Note: dbt ls is preferred over dbt compile as it runs faster and data diffing does not require fully compiled models to work.

Example dbt Cloud artifact job settings and successful run:

Continuous Deployment
If you are interested in continuous deployment, you can use a Merge Trigger Production Job instead of the Artifacts Job listed above.

dbt Cloud API Key

You will need either a Service Token or a User Token to connect Datafold to your dbt Cloud account.

  • Service Token (Recommended): Navigate to Account Settings Service Tokens + New Token

  • Add a Permission Set and select Member or Developer
  • Select All Projects, or check only the projects to use with Datafold
  • Save

  • Navigate to Your Profile API Access and copy the token.

Create a dbt Cloud Integration in the Datafold app

  • Navigate to Settings > Integrations > dbt Cloud/Core and create a new dbt Cloud integration.

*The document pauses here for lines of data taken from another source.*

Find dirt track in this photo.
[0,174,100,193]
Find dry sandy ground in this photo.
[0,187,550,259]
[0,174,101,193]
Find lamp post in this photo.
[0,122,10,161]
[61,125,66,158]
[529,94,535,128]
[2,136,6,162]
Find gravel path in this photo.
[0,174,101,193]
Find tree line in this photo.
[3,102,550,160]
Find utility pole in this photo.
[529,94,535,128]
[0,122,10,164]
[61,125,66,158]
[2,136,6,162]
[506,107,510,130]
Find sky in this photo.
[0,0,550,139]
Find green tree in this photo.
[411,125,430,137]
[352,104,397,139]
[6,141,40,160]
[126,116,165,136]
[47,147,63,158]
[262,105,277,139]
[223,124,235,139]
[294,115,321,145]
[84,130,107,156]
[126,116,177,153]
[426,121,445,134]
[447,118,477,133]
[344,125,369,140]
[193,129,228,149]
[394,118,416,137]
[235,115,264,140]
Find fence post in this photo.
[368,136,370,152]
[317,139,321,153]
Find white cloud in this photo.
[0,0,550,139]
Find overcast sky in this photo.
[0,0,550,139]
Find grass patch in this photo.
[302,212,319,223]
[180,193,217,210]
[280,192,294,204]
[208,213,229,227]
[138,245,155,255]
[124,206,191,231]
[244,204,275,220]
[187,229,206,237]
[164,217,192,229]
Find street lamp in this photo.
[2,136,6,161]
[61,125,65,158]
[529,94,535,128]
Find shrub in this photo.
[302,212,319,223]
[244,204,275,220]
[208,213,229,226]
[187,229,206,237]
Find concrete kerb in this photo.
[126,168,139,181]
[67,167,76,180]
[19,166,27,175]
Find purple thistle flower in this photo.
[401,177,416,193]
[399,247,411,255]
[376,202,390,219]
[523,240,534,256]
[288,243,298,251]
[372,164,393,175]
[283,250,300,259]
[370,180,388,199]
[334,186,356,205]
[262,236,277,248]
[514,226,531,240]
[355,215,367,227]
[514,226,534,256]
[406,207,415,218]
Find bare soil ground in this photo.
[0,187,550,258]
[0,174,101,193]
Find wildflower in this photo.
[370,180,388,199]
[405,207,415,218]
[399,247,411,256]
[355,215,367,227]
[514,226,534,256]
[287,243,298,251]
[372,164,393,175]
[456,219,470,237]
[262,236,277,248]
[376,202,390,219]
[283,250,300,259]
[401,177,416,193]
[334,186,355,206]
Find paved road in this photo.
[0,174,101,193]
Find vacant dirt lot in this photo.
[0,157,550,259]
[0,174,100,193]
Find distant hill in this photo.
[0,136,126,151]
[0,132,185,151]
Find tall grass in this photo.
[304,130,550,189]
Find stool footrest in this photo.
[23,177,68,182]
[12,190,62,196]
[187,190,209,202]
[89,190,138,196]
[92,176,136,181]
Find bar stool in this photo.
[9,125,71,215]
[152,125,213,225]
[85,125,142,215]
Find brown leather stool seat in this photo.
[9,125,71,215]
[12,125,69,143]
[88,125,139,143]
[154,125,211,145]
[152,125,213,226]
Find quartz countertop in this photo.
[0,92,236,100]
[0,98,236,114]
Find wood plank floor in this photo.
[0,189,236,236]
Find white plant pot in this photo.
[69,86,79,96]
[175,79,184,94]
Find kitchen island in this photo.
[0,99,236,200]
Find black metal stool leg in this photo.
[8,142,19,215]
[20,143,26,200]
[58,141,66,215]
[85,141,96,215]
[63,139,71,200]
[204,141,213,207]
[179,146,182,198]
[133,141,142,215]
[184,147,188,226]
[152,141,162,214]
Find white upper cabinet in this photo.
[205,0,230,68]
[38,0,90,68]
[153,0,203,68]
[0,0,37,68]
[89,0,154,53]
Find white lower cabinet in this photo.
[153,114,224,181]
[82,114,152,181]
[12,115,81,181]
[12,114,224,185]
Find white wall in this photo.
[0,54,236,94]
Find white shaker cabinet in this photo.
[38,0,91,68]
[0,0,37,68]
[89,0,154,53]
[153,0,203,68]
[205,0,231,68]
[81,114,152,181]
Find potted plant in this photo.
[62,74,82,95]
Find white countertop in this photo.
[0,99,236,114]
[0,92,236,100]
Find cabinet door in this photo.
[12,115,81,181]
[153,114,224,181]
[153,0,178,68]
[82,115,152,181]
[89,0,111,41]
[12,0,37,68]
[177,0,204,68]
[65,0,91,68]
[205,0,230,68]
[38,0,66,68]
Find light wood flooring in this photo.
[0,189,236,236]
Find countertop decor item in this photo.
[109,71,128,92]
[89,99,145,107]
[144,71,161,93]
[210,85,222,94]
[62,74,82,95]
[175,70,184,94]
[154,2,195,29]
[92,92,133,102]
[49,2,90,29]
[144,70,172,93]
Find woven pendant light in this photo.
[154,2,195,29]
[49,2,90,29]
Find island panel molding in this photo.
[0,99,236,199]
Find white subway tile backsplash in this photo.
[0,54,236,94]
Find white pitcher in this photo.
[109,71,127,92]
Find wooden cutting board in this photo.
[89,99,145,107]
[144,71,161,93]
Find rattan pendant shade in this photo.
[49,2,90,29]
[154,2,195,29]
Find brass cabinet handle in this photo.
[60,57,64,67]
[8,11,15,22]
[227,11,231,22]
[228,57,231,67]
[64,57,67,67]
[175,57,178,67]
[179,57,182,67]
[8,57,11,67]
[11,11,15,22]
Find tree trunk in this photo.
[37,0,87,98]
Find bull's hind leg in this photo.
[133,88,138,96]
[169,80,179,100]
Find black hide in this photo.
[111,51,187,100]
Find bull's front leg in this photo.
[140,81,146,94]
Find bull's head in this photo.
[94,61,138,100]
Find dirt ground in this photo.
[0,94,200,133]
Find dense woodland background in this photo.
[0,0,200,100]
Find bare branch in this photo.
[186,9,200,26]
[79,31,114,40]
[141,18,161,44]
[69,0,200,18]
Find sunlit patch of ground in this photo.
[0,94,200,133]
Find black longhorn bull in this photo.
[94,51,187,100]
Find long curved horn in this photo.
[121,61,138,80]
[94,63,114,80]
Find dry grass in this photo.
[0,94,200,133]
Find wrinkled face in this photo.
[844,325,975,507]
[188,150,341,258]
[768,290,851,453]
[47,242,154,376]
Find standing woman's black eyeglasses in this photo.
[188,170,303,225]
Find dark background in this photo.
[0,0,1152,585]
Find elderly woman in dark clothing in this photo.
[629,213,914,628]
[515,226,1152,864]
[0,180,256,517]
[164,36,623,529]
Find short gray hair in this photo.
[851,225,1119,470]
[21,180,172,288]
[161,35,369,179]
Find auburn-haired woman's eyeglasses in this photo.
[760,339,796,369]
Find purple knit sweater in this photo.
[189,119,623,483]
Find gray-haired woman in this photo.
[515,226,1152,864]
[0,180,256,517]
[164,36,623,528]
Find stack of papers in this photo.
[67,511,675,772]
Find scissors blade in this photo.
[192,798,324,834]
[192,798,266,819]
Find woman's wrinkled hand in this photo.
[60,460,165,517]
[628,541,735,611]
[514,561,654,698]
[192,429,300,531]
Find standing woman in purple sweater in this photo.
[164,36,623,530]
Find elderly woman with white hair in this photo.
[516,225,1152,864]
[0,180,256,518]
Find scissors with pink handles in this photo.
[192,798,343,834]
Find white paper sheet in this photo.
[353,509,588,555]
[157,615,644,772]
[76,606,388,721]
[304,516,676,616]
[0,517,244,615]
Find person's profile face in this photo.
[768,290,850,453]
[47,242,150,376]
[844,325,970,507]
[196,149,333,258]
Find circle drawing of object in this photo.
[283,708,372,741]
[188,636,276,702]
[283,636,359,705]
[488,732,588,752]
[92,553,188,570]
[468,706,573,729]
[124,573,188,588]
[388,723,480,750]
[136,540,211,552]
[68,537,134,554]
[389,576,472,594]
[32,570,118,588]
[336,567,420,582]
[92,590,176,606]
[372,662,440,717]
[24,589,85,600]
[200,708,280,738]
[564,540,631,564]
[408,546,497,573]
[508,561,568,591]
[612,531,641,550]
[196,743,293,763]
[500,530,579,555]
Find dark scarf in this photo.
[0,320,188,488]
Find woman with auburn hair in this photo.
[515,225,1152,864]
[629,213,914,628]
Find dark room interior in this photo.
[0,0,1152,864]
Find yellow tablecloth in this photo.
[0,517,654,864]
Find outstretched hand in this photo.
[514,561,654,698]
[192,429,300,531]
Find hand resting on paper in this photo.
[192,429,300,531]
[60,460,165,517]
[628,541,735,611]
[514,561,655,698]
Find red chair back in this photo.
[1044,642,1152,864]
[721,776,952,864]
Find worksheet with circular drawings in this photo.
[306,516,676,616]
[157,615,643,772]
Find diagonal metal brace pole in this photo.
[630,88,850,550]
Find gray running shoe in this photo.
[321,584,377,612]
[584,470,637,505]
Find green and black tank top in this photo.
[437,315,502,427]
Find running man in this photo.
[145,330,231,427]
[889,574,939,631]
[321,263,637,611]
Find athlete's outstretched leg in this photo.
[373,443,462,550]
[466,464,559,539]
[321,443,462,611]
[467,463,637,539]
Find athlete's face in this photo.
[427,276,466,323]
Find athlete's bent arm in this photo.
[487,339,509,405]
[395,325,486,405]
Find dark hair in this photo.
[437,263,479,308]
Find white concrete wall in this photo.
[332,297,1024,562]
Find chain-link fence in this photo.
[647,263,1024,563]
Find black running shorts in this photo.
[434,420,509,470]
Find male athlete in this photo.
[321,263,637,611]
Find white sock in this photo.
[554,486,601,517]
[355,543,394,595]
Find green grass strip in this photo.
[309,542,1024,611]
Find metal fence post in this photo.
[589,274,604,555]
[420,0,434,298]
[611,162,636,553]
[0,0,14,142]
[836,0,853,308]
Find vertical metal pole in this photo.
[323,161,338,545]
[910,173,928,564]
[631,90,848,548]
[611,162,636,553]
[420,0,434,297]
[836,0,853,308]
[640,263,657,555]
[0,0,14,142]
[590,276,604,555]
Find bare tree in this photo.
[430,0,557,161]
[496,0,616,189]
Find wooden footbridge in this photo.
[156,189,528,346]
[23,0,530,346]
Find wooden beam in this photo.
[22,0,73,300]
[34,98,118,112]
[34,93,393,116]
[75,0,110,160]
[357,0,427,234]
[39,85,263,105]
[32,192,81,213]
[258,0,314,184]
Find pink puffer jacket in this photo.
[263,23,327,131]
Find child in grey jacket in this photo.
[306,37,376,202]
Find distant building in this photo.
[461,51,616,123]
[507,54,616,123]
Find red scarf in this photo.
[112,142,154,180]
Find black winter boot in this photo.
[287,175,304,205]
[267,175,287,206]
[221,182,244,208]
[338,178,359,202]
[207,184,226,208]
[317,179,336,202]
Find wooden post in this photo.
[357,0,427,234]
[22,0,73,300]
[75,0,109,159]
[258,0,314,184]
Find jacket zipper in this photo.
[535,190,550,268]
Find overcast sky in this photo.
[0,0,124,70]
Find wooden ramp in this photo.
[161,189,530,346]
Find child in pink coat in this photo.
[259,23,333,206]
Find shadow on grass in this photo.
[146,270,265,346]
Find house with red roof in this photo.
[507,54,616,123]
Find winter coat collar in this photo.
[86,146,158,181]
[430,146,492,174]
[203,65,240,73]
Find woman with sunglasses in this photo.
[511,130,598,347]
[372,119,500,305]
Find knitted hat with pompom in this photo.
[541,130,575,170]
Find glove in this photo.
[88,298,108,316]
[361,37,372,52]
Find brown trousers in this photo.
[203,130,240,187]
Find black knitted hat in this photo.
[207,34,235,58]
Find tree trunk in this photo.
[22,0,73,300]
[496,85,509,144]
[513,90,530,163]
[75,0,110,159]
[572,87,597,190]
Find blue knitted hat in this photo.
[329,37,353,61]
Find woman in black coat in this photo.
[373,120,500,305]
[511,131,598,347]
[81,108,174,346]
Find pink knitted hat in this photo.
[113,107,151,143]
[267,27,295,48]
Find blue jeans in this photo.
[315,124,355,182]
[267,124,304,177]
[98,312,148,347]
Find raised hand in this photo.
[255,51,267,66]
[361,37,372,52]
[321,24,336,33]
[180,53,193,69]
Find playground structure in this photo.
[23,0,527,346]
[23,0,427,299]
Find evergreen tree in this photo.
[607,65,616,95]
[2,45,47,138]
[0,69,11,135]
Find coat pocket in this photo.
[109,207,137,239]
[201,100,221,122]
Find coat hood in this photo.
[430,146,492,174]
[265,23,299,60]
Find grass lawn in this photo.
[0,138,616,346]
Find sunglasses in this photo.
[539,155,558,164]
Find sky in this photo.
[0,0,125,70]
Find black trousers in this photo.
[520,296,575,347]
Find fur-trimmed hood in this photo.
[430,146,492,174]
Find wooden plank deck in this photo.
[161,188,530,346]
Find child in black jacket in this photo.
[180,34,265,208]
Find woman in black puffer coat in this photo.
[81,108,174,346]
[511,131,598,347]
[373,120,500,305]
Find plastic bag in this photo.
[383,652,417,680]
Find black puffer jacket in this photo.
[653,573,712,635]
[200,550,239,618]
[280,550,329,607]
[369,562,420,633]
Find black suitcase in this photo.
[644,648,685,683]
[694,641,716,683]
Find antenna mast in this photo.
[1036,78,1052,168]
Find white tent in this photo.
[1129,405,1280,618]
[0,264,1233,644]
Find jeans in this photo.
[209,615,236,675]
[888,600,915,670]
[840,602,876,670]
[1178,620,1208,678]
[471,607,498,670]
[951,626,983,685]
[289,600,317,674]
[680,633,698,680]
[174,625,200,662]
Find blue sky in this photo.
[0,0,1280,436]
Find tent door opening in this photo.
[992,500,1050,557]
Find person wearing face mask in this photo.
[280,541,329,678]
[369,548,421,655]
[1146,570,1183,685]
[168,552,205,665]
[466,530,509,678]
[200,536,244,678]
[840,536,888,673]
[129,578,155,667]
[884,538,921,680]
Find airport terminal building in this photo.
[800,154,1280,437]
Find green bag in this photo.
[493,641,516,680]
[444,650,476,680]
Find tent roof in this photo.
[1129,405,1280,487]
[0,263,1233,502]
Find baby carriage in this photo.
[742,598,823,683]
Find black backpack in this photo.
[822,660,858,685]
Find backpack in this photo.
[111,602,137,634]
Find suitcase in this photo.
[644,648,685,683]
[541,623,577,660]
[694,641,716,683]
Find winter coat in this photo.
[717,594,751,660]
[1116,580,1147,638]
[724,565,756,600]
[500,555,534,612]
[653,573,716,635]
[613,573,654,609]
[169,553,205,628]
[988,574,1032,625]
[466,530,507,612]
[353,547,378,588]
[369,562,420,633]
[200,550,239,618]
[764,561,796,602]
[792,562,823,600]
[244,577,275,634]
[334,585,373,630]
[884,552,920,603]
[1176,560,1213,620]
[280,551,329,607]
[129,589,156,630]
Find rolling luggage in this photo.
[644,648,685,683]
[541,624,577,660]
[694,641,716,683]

  • Enter the API Key (Service Token) you copied from dbt Cloud.

Configuration

Basic Settings

Advanced Settings

  • Enable Datafold in CI/CD: High-level switch to turn Datafold off or on in CI (but we hope you'll leave it on!).
  • Import dbt tags and descriptions: Populate our Lineage tool with dbt metadata. ⚠️ This feature is in development. ⚠️
  • Slim Diff: Only diff modified models in CI, instead of all models. Please read more about Slim Diff, which is highly configurable using dbt yaml, and each organization will need to set a strategy based on their data environment.
    • Downstream Hightouch models will be diffed even when Slim Diff is turned on.
  • Diff Hightouch Models: Hightouch customers can see diffs of downstream Hightouch assets in Pull Requests.
  • CI fails on primary key issues: The existence of null or duplicate primary keys causes the Datafold CI check to fail.
  • Pull Request Label: For when you want Datafold to only run in CI when a label is manually applied in GitHub/GitLab.
  • Files to ignore: If at least one modified file doesn’t match the ignore pattern, Datafold CI diffs all changed models in the PR. If all modified files should be ignored, Datafold CI does not run in the PR. (Additional details.)

Click save, and that's it! 🎉

Now that you've set up a dbt Cloud integration, Datafold will diff your impacted tables whenever you push commits to a PR. A summary of the diff will appear in GitHub, and detailed results will appear in the Datafold app.